Some bounces are great, like 550+#5.1.0+Address+rejected+user@domain.com. There is user@domain.com in bounce.

But some do not have e-mail in error message, like 550+No+such+recipient.

I have created simple Ruby script that parses logs (uses log parser) to find which mail caused something like 550+No+such+recipient.

I am just surprised that I could not find a tool that does it. I have found tools like Zabbix and Splunk for log analysis, but they look like overkill for such simple task.

Anybody knows a tool that would parse SMTP logs, find bounces and e-mails that cause them?

回答1:

This article is exactly what you are looking for. It is based on the great tool log parser.

Log parser is a powerful, versatile tool that provides universal query access to text-based data such as log files, XML files and CSV files, as well as key data sources on the Windows® operating system such as the Event Log, the Registry, the file system, and Active Directory®. You tell Log Parser what information you need and how you want it processed. The results of your query can be custom-formatted in text based output, or they can be persisted to more specialty targets like SQL, SYSLOG, or a chart. Most software is designed to accomplish a limited number of specific tasks. Log Parser is different... the number of ways it can be used is limited only by the needs and imagination of the user. The world is your database with Log Parser.



回答2:

As far as I can see, log file analysis is really only useful to detect mails which are rejected at the SMTP session level. What about bounces which occur after the remote MTA has accepted a message for delivery but subsequently fails to deliver it?

We use the following set up to detect and classify all bounces after delivery to the remote MTA.

  1. All outgoing mails are given a unique return-path header which, when decoded, identifies the recipient email address and the particular mailing.

  2. An Apache James server which receives mail returned to the returned-path address.

  3. A custom mailet, developed in Java and executing within Apache James which decodes the to address, sends the email text to boogietools bounce studio for bounce type classification and then persists the results to our database.

It works very, very well. We are able to detect permanent hard bounces and transient soft bounces which are further classified into very granular bounce types such as spam rejections, out of office replies etc.



回答3:

I like logParser. When I need to parse for somthing very specific or custom or using regular expressions, I use biterScripting. They actually have some sample scripts that I used to get started. One is at http://www.biterscripting.com/Download/SS_WebLogParser.txt.



回答4:

I based a bounce counter program on this post, only to find out later that this method doesn't actually work for high-volume senders because SMTP logs are not in sequential order. There's more about it in my blog post: Email Bounce Detection in SMTP Logs and Why It Is Impossible.



回答5:

You don't want to parse the logs to try and identify bounces. You will have both false negatives and false positives if you just look at logs.

Bounces might be generated downstream from the server you deliver to. They will look like successful deliveries in your outgoing server logs.

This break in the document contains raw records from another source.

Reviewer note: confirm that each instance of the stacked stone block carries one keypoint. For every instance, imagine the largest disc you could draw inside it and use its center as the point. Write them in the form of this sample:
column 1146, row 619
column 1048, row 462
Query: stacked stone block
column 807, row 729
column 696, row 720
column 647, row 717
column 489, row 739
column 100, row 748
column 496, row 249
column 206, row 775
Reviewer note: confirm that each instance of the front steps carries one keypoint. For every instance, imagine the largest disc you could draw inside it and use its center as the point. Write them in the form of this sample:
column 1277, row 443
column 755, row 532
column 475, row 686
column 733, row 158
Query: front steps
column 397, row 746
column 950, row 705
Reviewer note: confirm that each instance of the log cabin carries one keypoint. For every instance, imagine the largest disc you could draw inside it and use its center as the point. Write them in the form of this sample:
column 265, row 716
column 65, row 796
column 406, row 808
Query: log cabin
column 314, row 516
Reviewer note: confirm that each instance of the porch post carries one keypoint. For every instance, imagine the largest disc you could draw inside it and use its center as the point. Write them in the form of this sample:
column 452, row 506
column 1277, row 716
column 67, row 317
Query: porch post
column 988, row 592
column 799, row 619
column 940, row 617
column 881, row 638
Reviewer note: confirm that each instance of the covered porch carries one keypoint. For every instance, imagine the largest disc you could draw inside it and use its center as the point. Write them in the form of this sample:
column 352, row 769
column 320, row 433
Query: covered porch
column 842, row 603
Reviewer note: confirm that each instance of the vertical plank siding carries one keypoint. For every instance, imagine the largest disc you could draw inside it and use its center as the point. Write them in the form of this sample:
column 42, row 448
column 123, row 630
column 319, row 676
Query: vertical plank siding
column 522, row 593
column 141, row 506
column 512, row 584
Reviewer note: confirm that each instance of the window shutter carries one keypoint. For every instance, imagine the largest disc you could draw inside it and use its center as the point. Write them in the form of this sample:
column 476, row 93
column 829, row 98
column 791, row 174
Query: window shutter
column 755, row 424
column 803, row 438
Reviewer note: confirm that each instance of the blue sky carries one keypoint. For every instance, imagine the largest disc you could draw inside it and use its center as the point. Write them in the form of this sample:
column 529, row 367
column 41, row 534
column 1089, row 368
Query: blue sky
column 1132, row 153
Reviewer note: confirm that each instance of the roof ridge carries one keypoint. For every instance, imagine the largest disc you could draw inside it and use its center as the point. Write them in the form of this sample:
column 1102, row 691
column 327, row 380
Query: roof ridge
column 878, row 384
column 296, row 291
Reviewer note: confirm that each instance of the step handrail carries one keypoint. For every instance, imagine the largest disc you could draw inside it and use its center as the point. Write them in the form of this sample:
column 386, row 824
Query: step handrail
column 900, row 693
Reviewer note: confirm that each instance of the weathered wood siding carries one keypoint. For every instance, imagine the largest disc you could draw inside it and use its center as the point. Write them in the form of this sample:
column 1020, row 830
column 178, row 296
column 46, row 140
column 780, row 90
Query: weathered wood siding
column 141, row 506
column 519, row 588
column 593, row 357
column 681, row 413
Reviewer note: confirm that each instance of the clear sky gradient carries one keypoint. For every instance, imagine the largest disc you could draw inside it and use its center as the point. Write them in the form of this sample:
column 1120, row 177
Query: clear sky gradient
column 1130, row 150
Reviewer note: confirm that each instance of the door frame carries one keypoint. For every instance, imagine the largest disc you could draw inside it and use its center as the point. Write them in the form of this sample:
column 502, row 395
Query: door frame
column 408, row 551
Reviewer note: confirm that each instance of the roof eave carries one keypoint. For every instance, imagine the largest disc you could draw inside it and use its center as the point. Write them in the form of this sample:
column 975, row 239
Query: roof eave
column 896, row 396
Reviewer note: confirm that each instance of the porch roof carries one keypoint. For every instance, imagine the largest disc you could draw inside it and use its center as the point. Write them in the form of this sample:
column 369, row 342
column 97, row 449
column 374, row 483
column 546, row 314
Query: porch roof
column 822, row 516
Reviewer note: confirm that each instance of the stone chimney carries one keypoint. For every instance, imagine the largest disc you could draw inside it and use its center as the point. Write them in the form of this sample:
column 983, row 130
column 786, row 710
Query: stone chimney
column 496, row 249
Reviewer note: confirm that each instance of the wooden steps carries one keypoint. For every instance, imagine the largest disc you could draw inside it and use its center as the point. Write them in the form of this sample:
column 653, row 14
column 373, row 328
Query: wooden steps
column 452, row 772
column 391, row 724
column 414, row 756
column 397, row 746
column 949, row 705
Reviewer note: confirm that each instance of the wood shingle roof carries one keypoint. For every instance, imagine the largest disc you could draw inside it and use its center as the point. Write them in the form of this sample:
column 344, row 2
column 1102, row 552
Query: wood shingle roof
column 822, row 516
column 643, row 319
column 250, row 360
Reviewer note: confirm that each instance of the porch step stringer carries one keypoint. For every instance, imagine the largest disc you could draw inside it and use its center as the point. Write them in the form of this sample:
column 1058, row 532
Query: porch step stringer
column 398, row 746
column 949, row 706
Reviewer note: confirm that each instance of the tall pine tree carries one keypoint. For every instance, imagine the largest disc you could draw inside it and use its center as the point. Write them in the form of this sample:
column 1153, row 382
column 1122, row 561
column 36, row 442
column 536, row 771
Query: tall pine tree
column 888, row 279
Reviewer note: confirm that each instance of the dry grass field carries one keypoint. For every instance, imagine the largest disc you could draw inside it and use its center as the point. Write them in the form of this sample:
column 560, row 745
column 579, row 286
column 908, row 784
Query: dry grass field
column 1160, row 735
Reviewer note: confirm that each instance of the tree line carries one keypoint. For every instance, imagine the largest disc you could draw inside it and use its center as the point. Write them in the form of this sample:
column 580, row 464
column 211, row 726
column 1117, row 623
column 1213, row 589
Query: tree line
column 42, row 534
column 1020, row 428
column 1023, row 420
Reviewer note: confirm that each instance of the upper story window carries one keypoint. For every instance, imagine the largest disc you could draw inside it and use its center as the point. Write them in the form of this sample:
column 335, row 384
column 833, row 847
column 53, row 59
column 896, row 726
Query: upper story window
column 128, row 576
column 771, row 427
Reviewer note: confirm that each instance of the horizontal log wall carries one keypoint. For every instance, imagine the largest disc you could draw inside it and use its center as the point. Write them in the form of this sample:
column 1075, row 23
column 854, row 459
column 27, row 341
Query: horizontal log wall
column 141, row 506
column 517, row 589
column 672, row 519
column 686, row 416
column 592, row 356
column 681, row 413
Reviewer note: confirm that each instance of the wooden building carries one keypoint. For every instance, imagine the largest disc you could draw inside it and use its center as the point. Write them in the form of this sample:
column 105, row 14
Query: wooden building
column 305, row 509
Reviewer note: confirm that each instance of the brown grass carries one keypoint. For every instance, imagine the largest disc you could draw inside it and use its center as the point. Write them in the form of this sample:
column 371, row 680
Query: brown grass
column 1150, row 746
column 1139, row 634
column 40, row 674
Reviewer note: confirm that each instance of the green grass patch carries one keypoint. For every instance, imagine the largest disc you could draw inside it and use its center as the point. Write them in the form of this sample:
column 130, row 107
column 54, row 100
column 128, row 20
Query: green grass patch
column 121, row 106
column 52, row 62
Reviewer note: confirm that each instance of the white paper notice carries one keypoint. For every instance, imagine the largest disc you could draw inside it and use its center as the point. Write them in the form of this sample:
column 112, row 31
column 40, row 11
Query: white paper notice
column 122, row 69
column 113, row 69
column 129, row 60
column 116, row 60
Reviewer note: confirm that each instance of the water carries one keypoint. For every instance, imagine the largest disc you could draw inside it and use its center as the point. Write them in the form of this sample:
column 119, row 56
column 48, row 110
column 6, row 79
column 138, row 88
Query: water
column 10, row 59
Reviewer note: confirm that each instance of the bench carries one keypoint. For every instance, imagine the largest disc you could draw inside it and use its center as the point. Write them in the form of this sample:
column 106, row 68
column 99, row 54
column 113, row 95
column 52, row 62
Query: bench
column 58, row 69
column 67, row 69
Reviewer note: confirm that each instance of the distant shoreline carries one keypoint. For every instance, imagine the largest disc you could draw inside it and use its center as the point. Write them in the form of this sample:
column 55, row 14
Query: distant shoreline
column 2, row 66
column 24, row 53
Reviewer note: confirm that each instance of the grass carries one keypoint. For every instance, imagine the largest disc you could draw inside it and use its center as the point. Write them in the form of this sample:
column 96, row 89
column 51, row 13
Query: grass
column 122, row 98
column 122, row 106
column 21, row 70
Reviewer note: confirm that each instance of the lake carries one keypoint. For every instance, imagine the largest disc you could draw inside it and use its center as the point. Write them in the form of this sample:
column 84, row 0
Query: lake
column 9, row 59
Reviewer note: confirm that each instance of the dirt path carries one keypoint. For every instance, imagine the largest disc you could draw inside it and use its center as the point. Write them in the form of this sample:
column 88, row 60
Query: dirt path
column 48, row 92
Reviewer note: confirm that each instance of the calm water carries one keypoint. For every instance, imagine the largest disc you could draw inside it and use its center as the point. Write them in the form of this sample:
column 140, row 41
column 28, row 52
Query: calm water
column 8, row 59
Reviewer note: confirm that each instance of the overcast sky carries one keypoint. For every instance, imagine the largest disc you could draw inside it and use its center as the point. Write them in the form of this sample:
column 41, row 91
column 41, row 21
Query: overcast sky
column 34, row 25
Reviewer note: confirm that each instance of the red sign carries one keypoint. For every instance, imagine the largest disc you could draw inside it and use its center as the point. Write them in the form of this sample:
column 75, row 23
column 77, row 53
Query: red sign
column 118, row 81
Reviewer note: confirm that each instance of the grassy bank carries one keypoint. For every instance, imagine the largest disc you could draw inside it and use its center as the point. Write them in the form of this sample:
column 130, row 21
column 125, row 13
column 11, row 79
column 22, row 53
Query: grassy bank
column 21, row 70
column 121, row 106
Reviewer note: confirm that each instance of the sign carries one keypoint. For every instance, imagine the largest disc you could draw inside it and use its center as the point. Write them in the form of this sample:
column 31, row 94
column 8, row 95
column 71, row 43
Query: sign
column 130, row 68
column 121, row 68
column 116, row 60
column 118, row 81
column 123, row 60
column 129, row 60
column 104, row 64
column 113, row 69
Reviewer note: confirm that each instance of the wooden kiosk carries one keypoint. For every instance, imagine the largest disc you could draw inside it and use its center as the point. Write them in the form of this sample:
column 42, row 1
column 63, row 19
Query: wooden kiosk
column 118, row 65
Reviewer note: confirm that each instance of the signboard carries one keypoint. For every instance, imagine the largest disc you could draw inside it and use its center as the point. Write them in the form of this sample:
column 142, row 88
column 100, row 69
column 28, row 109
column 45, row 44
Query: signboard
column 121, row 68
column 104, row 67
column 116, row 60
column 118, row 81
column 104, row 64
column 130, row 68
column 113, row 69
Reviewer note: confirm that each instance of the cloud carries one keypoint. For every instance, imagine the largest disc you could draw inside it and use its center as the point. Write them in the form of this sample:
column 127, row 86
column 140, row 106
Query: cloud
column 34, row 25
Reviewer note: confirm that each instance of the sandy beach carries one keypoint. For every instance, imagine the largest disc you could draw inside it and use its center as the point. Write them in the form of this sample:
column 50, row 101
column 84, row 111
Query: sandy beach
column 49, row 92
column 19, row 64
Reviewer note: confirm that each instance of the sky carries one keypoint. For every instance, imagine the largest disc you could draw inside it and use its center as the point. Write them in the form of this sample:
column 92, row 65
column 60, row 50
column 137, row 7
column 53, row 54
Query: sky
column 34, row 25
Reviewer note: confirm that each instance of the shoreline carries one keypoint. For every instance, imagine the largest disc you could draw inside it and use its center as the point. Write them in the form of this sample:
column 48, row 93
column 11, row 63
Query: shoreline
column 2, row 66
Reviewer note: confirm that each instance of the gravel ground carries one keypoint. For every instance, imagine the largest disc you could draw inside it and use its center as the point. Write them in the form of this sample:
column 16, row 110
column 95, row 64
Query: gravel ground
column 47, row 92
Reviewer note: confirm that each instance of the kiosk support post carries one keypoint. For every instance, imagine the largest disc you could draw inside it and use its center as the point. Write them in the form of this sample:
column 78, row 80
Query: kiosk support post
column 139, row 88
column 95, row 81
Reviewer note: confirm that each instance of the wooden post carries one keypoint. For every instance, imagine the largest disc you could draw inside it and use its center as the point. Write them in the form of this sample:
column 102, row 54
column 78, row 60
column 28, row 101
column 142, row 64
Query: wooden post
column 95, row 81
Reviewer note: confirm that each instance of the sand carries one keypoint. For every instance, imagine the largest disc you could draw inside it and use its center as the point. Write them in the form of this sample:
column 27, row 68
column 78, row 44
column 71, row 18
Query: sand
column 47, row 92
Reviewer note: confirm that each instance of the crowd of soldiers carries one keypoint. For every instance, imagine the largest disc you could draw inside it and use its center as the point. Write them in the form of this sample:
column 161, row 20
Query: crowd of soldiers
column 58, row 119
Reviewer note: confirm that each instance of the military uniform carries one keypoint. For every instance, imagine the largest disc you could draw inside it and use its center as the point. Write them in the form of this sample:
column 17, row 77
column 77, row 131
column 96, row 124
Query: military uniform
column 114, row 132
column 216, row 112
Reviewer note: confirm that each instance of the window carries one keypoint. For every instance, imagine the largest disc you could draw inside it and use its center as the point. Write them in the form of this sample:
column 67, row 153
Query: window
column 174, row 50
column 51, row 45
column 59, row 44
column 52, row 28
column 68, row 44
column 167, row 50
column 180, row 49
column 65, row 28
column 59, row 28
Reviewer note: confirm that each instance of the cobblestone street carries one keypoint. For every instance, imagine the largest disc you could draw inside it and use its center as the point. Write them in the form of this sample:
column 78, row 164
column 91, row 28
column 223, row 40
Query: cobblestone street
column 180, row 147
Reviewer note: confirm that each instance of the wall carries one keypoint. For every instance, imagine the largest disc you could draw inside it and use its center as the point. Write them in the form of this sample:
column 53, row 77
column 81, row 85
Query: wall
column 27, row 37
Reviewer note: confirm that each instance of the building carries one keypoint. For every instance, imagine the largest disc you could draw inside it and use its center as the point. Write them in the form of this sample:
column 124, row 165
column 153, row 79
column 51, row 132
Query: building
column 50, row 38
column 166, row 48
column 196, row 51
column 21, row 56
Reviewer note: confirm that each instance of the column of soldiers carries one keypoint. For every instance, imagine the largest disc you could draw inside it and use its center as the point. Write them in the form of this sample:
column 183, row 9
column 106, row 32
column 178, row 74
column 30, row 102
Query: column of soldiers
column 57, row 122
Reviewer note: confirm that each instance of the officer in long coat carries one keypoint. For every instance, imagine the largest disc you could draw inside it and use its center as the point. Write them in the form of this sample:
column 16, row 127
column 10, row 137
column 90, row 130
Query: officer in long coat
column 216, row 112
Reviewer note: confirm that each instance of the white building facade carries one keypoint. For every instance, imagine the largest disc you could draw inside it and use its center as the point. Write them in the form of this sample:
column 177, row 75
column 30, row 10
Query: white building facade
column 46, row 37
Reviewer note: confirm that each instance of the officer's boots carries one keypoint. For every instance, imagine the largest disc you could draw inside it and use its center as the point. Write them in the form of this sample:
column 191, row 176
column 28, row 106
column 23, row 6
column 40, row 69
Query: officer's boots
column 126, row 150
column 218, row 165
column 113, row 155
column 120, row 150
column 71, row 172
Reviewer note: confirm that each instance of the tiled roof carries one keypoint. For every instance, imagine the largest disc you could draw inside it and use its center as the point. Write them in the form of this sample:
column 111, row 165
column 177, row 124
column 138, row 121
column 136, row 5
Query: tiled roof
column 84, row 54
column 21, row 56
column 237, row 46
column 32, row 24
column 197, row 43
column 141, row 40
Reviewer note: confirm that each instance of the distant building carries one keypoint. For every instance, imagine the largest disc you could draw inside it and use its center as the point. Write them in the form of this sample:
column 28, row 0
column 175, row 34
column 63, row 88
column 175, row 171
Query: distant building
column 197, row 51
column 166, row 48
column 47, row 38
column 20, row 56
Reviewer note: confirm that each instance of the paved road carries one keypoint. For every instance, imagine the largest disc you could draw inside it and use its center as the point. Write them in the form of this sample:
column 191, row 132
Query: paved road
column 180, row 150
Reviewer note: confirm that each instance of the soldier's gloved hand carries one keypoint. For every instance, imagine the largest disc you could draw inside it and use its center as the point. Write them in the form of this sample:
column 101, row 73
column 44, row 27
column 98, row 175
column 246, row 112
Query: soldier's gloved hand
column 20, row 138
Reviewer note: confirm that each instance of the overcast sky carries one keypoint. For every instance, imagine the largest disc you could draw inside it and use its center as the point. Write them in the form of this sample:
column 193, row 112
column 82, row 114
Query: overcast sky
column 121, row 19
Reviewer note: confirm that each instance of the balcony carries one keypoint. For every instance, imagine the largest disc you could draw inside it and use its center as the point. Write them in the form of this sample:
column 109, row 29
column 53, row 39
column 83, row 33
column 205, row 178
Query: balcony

The naive pattern match for bounces in incoming logs (from the null sender, to one of your VERP-ed addresses) will be inaccurate. There are a few reasons why:

  • There will be delay warnings mixed in with actual failure bounces.
  • Most Out-of-Office and similar autoresponders use the null sender to prevent battlin-bots syndrome.
  • Similarly, challenge-response systems (like *spit* boxbe.com) tend to use the null sender.
  • Your VERP-ed sender addresses, if they are persistent per recipient, will get harvested by spammers and come back as either spam targets or backscatter.

So, sadly, the only reliable way to do it is to examine the bounce messages themselves. Most of them will have a "report/delivery-status" MIME part as per RFC1894, and depending on your language of choice there are probably libraries or modules to help with other bounce formats. The only one I have direct experience with is the Perl Mail::DeliveryStatus::BounceParser module, which works well enough.